Angiogenesis is essential for tumor growth and metastasis. CD105 is reportedly a specific marker for tumor angiogenesis. It has been demonstrated that monoclonal antibodies to CD105 have high affinity for activated endothelial cells. A relationship between metastasis and microvessel density (MVD), as an indicator of neovascularization, has been identified in patients with colorectal cancer as shown by the presence of monoclonal antibodies to CD105. However, data on potentially confounding factors such as lymphatic and vascular infiltration and tumor size are lacking. We further investigated the relationship between MVD and distant metastasis, along with potentially confounding clinicopathological factors, to more precisely characterize this relationship. In this retrospective study, we analyzed colorectal cancer specimens surgically or endoscopically resected from January to September 2009. We defined MVD as the number of microvessels stained by monoclonal antibodies to CD105 per ×400 field. Selected clinicopathological factors were analyzed and stepwise multivariate logistic regression was performed to identify independent risk factors for distant metastasis. We analyzed 129 lesions. The median follow-up time was 34 months (range, 6-85 months) in patients with distant metastasis and 61 months (range, 60-86 months) in those without distant metastasis. At the time of resection or during subsequent follow-up, 32 patients had distant metastases. The MVD was significantly greater in patients with than without distant metastases (mean ± standard deviation: 10.4±4.9 vs. 7.6±3.3, P=0.008; Welch's t-test). Stepwise multivariate logistic regression indicated that MVD, regional lymph node metastasis, and tumor size were independent risk factors for distant metastases. Combining assessment of monoclonal antibodies to CD105-positive MVD with assessment of regional lymph node metastasis and tumor size may help to identify patients who need more intensive surveillance after surgery for colorectal cancer.

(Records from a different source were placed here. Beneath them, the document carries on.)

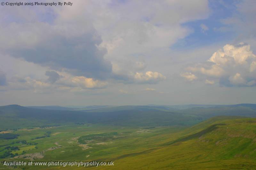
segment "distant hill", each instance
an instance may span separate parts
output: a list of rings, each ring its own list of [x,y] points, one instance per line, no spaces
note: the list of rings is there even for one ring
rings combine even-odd
[[[256,117],[255,105],[241,105],[179,110],[164,106],[126,106],[80,111],[57,106],[39,108],[11,105],[0,107],[0,130],[70,123],[191,125],[218,116]]]
[[[42,109],[57,110],[75,110],[76,109],[71,107],[62,107],[59,106],[26,106],[26,107]]]
[[[255,169],[255,118],[214,117],[118,161],[129,169]]]
[[[0,107],[0,129],[68,123],[103,123],[132,126],[190,125],[200,118],[180,113],[132,109],[108,112],[87,112],[42,109],[18,105]]]

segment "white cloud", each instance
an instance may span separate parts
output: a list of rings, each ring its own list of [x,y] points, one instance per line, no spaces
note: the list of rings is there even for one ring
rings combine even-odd
[[[194,74],[193,74],[191,73],[188,72],[186,72],[182,73],[180,74],[180,76],[184,78],[187,80],[189,81],[193,81],[197,78],[196,76],[195,76]]]
[[[204,82],[204,83],[206,85],[212,85],[214,84],[214,81],[209,80],[208,79],[205,80],[205,81]]]
[[[191,75],[187,73],[181,76],[190,81],[195,79],[193,78],[196,77],[206,80],[213,79],[225,86],[254,86],[255,69],[256,55],[250,50],[249,45],[227,44],[214,53],[207,62],[188,67]],[[208,84],[213,81],[206,80],[205,83]]]
[[[118,91],[120,93],[122,93],[123,94],[127,94],[128,93],[128,92],[127,91],[121,89],[119,90]]]
[[[144,90],[146,90],[146,91],[154,91],[156,90],[155,89],[153,89],[153,88],[146,88],[144,89]]]
[[[204,24],[201,24],[200,25],[200,27],[201,28],[201,31],[204,33],[205,33],[205,32],[209,29],[208,27]]]
[[[156,84],[165,79],[165,76],[157,72],[148,71],[145,73],[137,72],[134,75],[134,81],[141,83]]]

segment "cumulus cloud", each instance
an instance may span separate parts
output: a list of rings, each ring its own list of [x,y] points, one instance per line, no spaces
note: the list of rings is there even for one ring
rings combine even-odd
[[[193,81],[197,78],[196,76],[195,76],[194,74],[193,74],[190,72],[186,72],[181,74],[180,76],[189,81]]]
[[[4,85],[7,84],[5,73],[0,70],[0,85]]]
[[[204,33],[205,33],[205,32],[209,29],[208,27],[204,24],[201,24],[200,25],[200,27],[201,28],[201,31]]]
[[[60,76],[58,73],[54,71],[46,71],[45,75],[48,76],[48,80],[51,83],[53,83],[63,76]]]
[[[208,79],[205,80],[204,83],[206,85],[212,85],[214,84],[214,81],[209,80]]]
[[[205,62],[188,67],[191,72],[181,76],[190,81],[196,77],[199,80],[206,79],[208,84],[214,84],[215,80],[224,86],[256,86],[256,55],[250,48],[244,43],[227,44]]]
[[[154,91],[156,90],[155,89],[153,89],[153,88],[146,88],[144,90],[146,91]]]
[[[158,72],[148,71],[145,73],[137,72],[134,75],[134,78],[135,82],[139,83],[155,84],[165,80],[166,77]]]
[[[122,89],[120,89],[120,90],[119,90],[118,91],[119,92],[120,92],[120,93],[122,93],[123,94],[127,94],[128,93],[128,92],[127,92],[127,91],[126,91],[125,90],[123,90]]]
[[[111,64],[104,58],[107,50],[99,47],[101,37],[85,17],[86,12],[80,14],[85,17],[79,21],[66,17],[62,10],[55,12],[56,17],[52,24],[36,20],[1,25],[2,52],[76,76],[101,79],[110,77]]]
[[[83,89],[102,88],[106,87],[108,84],[106,82],[83,76],[72,77],[70,80],[72,84]]]

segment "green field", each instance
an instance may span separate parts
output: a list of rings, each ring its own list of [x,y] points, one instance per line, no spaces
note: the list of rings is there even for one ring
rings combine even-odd
[[[95,124],[20,129],[12,132],[20,135],[17,138],[0,141],[0,154],[8,150],[7,146],[16,146],[20,150],[12,153],[18,156],[1,160],[114,163],[114,166],[88,167],[92,169],[252,169],[256,165],[255,129],[256,119],[228,116],[214,117],[190,127]],[[49,137],[31,139],[47,132],[51,132]],[[0,167],[13,167],[1,164]],[[36,167],[45,168],[70,167]]]
[[[3,165],[23,161],[114,162],[87,167],[95,169],[253,169],[256,118],[244,116],[254,116],[254,109],[239,106],[92,113],[0,107],[1,121],[6,121],[0,132],[0,169],[84,168]],[[212,117],[222,114],[228,115]],[[17,126],[14,119],[19,121]]]

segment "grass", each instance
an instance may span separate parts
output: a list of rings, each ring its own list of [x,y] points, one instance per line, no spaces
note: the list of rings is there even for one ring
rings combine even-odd
[[[256,166],[256,118],[218,116],[192,127],[88,125],[19,129],[10,133],[19,135],[17,138],[0,139],[0,155],[10,146],[18,147],[12,152],[19,155],[43,152],[44,157],[36,160],[40,161],[114,161],[114,166],[88,167],[97,169],[253,169]],[[47,132],[49,137],[31,140]],[[24,140],[27,144],[19,142]],[[83,145],[89,147],[83,150]],[[49,149],[52,147],[55,149]],[[0,160],[29,160],[10,157]],[[70,168],[36,167],[46,168]],[[0,168],[7,167],[0,164]]]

血管生成对于肿瘤的生长和转移至关重要。据报道,CD105是肿瘤血管生成的特异性标志物。已经证明,针对CD105的单克隆抗体对活化的内皮细胞具有高亲和力。正如针对CD105的单克隆抗体所显示的那样,在结直肠癌患者中已确定转移与作为新生血管形成指标的微血管密度(MVD)之间存在关联。然而,缺乏关于潜在混杂因素如淋巴管和血管浸润以及肿瘤大小的数据。我们进一步研究了MVD与远处转移之间的关系,以及潜在的混杂临床病理因素,以更精确地表征这种关系。在这项回顾性研究中,我们分析了2009年1月至9月通过手术或内镜切除的结直肠癌标本。我们将MVD定义为每400倍视野中被针对CD105的单克隆抗体染色的微血管数量。分析选定的临床病理因素,并进行逐步多变量逻辑回归以确定远处转移的独立危险因素。我们分析了129个病变。远处转移患者的中位随访时间为34个月(范围6 - 85个月),无远处转移患者的中位随访时间为61个月(范围60 - 86个月)。在切除时或随后的随访期间,32例患者发生远处转移。发生远处转移的患者的MVD显著高于未发生远处转移的患者(平均值±标准差:10.4±4.9对7.6±3.3,P = 0.008; Welch t检验)。逐步多变量逻辑回归表明,MVD、区域淋巴结转移和肿瘤大小是远处转移的独立危险因素。将针对CD105阳性MVD的单克隆抗体评估与区域淋巴结转移和肿瘤大小评估相结合,可能有助于识别结直肠癌手术后需要更密切监测的患者。